In the world of eCommerce, star ratings and reviews are used to provide Social Proof. In theatres, audience plants encourage an audience to clap, laugh and cry at the right time. For Chilly’s water bottles, social media supplied an irresistible wave of enthusiasm described by Facebook’s head of UK eCommerce, Daryl Hughes…

I didn’t know I needed a water bottle until I saw Chilly’s Bottles in my news feed…

Together with the impact of industrial-strength FOMO, this Social Proof was enough to make me want the bottle. Still, that wasn’t enough for me to buy it. Not yet.

Stage 2: Choice

There were hundreds of bottles I could choose from(S’well, Klean Kanteen, Hydroflask….). Spoilt for choice, I did not want to be swayed by what was trendy. At first, I disregarded Chilly’s as a cynical brand piggy-backing the latest trends; their bottles were covered in avocados, flamingos and rose gold. This feeling is known as psychological reactance, and it occurs any time we feel pushed towards something.

Google searches for “flamingos’ in the UK

I still wanted a water bottle, but I finally chose a Chilly’s bottle because it felt like the one I needed.

Needs are not the same as desires. They are much more powerful. A common example, identified by psychologists Edward Deci and Richard Ryan in their 1985 study on Intrinsic Motivation, is the need for self-determination. Part of what makes something Cool is the way it empowers the individual, allowing them to challenge conventions.

With the advent of Blue Planet and the environmental movement, people are more willing than ever to challenge social conventions surrounding plastic consumption. Chilly’s water bottles present themselves as way for people to aline themselves with this resistance. In doing so, they appeal to a deep yearning for self-determination.

Buying

I knew I liked the bottle and the pressure to define the relationship was mounting. Ever non-committal, I hemmed and hawed, periodically going online to look at the bottle. Sometimes I’d get as far as putting it in my cart before I chickened out and left the site. Why? Spending money hurts!

I rarely feel like dropping 25 pounds at the drop of a hat and so I procrastinated.
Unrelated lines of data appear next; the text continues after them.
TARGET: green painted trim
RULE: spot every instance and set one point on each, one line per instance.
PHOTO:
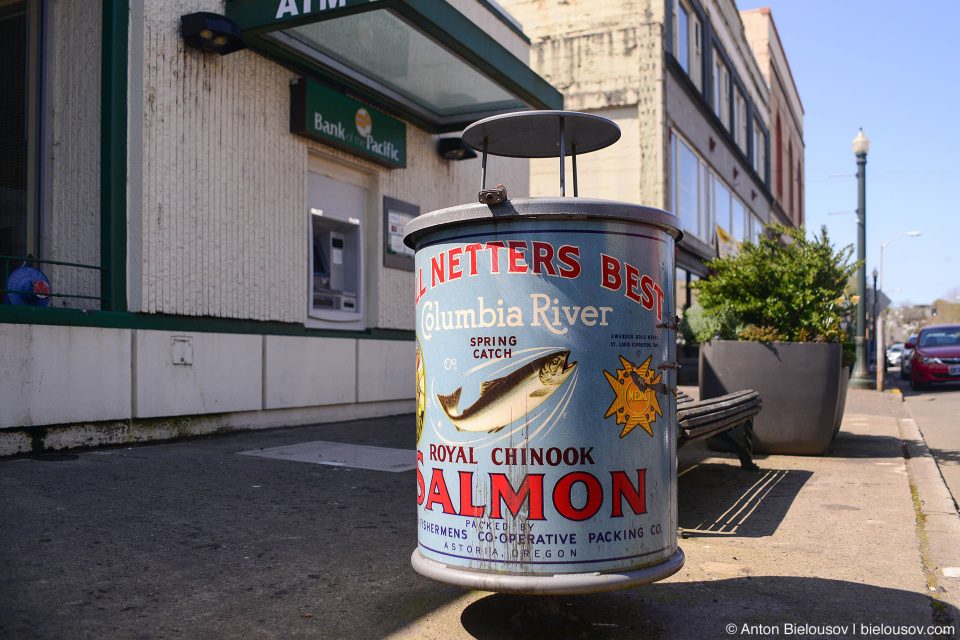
(322, 74)
(438, 20)
(113, 155)
(159, 322)
(502, 18)
(450, 27)
(259, 16)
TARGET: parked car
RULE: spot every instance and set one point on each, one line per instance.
(935, 356)
(905, 358)
(894, 354)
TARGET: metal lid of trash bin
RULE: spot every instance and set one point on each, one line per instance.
(540, 208)
(536, 134)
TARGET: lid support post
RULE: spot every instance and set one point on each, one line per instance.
(563, 161)
(483, 164)
(573, 156)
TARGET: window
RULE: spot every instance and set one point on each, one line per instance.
(741, 121)
(691, 180)
(779, 152)
(19, 139)
(799, 196)
(337, 201)
(759, 152)
(754, 226)
(739, 220)
(688, 41)
(721, 90)
(681, 35)
(721, 196)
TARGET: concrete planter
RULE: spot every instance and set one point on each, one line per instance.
(842, 400)
(799, 383)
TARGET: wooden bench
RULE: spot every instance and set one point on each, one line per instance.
(697, 420)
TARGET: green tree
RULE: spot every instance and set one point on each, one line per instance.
(784, 287)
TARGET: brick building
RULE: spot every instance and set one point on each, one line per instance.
(786, 116)
(681, 80)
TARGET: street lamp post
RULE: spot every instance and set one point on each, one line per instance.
(880, 326)
(861, 372)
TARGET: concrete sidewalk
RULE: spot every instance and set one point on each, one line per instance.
(190, 540)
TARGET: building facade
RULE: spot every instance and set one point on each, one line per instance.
(681, 80)
(222, 234)
(786, 116)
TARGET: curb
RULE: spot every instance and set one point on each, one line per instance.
(938, 522)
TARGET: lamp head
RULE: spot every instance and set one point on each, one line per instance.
(861, 144)
(454, 149)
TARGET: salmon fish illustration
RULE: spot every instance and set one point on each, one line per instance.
(511, 397)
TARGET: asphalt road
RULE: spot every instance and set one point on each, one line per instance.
(937, 412)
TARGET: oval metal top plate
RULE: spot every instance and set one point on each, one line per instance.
(536, 134)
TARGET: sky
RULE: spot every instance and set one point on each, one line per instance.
(891, 69)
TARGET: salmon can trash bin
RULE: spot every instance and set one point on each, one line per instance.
(546, 380)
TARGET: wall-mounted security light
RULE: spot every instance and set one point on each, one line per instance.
(211, 32)
(454, 149)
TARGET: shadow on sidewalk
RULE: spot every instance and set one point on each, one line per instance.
(693, 610)
(853, 445)
(722, 500)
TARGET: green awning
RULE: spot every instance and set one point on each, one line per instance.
(421, 60)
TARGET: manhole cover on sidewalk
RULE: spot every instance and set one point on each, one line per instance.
(337, 454)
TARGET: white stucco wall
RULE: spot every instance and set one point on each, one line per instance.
(70, 222)
(223, 220)
(224, 374)
(51, 375)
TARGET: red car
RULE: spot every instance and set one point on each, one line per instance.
(935, 356)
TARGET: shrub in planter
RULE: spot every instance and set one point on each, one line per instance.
(786, 292)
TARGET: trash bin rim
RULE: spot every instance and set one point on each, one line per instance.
(540, 208)
(536, 134)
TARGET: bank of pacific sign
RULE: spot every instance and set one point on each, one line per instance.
(321, 113)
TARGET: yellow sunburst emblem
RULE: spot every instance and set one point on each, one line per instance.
(636, 403)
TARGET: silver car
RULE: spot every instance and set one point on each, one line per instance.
(905, 358)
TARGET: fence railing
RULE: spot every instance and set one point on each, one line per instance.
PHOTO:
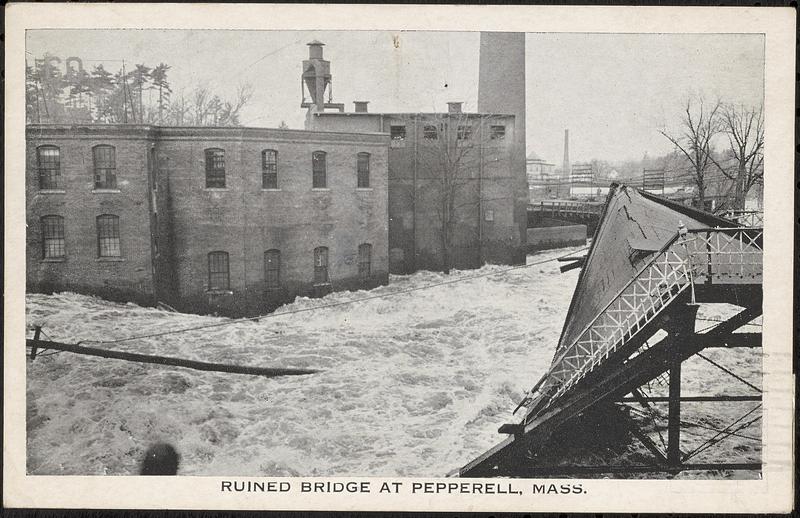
(746, 218)
(567, 207)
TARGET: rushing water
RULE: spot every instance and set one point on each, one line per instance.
(414, 384)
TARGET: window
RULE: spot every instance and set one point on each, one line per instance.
(321, 265)
(319, 170)
(269, 169)
(48, 160)
(218, 271)
(105, 167)
(397, 132)
(364, 260)
(497, 132)
(53, 237)
(108, 236)
(363, 170)
(272, 268)
(215, 168)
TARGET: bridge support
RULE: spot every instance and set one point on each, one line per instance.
(681, 326)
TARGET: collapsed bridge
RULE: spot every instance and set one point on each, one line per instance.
(632, 321)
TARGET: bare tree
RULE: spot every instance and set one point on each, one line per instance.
(699, 125)
(745, 130)
(453, 150)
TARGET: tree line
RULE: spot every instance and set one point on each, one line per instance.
(140, 94)
(742, 162)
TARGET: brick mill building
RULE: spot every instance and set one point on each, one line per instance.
(228, 220)
(487, 209)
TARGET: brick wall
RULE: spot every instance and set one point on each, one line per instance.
(189, 220)
(245, 220)
(128, 277)
(495, 236)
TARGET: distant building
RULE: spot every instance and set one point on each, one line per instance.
(543, 183)
(228, 220)
(487, 218)
(538, 169)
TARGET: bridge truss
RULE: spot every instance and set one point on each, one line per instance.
(642, 336)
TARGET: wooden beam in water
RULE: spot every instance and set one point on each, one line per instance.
(166, 360)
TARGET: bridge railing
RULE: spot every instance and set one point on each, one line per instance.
(722, 256)
(746, 218)
(567, 207)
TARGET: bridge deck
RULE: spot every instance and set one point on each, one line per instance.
(608, 354)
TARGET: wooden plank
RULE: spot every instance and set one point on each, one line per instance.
(554, 471)
(166, 360)
(692, 399)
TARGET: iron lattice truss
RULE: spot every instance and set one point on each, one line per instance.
(718, 256)
(746, 218)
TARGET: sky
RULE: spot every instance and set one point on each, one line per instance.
(612, 91)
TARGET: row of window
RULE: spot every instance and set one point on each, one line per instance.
(219, 267)
(105, 168)
(431, 132)
(108, 245)
(104, 158)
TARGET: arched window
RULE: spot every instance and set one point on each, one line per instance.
(215, 168)
(218, 271)
(319, 170)
(272, 268)
(105, 167)
(363, 170)
(364, 261)
(269, 169)
(53, 237)
(108, 242)
(48, 161)
(321, 265)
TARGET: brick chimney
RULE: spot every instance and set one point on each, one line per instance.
(454, 107)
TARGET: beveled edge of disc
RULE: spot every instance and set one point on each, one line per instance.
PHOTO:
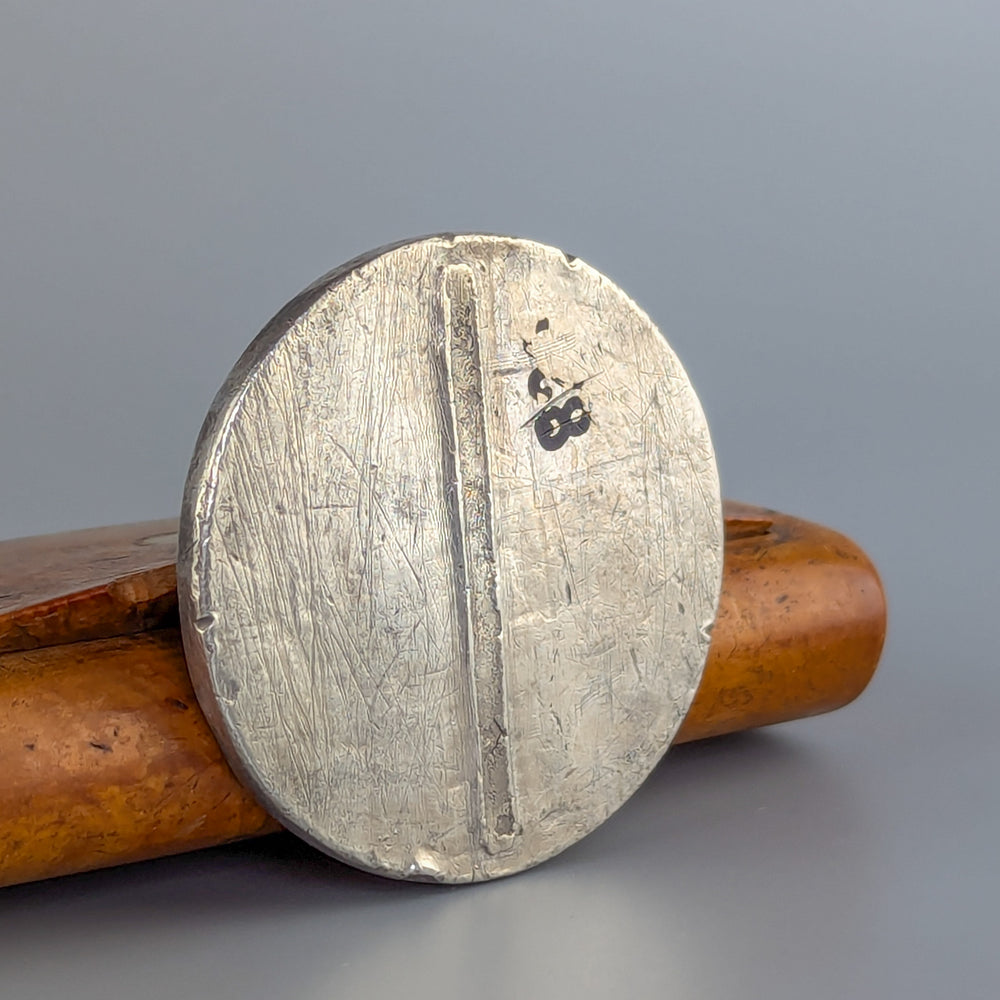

The catalyst was when I went online just to look at the bottles. I saw a message that caught me off-guard...

LAST FEW IN STOCK.

We always want what we can’t have. Qualified in 1975 by scientists Worchel, Lee and Adewole, this phenomenon is known as the Scarcity Effect. I was flirting with the purchase because it was well-reviewed (not to mention gorgeous), but it was the threat of losing it that made me act. All of a sudden, I had to have it.

Conclusion

Chilly’s came at their target audience from exactly the right angles, capitalising on biases that are hard to resist. The road-map that led to me buying one is rooted in the psychology of an irrational consumer and an expert use of FOMO, Scarcity and Social Proof.

The purchase seemed rational enough (I wanted to stop using plastic water bottles) but it was propelled by predicable features of the human mind. Luckily, I love my water bottle. In fact, I don’t know how I’d survive without it.